The lack of minority representation among federal policymakers also reflects our segregated society and diminishes the import of minority concerns—such as the foreclosure crisis—within national policy debates.
During the Great Depression—the last time there was a comparable housing market crisis—the federal government dramatically altered the practice of mortgage lending.
The response to the contemporary foreclosure crisis has been “Too Little, Too Late, and Too Timid.” Recent research by Isaac William Martin and Christopher Niedt shows that despite the scale and scope of the Great Recession, the segregation of neighborhoods and social networks and the concentration of foreclosures in largely minority areas has meant that exposure to the experience of foreclosure is extremely isolated in much of the country.
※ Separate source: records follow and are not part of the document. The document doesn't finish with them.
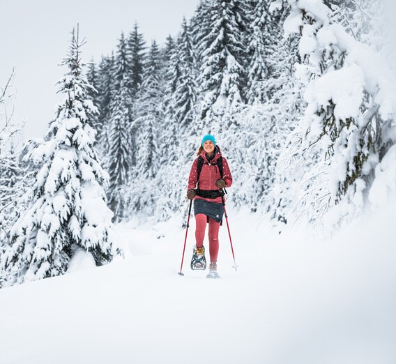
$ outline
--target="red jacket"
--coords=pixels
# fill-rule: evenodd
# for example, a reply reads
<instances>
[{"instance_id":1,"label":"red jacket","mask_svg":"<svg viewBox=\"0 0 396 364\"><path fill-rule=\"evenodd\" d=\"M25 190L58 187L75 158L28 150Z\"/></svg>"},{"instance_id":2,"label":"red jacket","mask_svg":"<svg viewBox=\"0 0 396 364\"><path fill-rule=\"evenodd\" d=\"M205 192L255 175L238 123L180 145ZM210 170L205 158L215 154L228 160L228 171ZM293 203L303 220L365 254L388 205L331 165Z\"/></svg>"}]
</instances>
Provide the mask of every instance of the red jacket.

There is just no reason to allow dangerous products on the market and to let individuals sort them out for themselves Instead, we should work to create more inclusive economic and social systems, which foster opportunity and prevent predatory corporate practices.
Racial Isolation Essay
Deconcentrating poverty and reducing racial isolation have been shown, time and again, to pay enormous dividends for the poor, without consequence for the non-poor.The segmented mortgage market, which was fostered by segregation and led to the Great Recession, provided a tragic example of this dynamic.Racial equality in any arena is impossible without a serious effort to desegregate neighborhoods, cities, and regions.The geography of subprime lending holds an obvious connection to the historic, government-supported, and racist practice of redlining, which funneled affordable mortgages (and massive amounts of wealth) into white suburbs and helped trap poor people of color in ghettos for generations.Segregation was not only implicated in the causes of the Great Recession, but in the anemic federal policy response.Thirdly, and most importantly, an acceptance of financial education as the primary solution to economic disparities also represents an acceptance of a system that permits the exploitation of individuals who lack knowledge or information.“Caveat emptor” regimes have been tried and have failed.Again, although increasing the amount of information available to consumers (and researchers) could create a fairer marketplace, financial education on its own is likely insufficient to prevent economic crises and the inequality-widening effects those crises have.Fostering integrated communities will do far more to create economic opportunity and preempt financial predation.In today’s complex world, people are presented with too many choices and are not able to become experts in every area they need to make a choice in.Plus people—even educated people—are systematically “irrational” when making many important choices.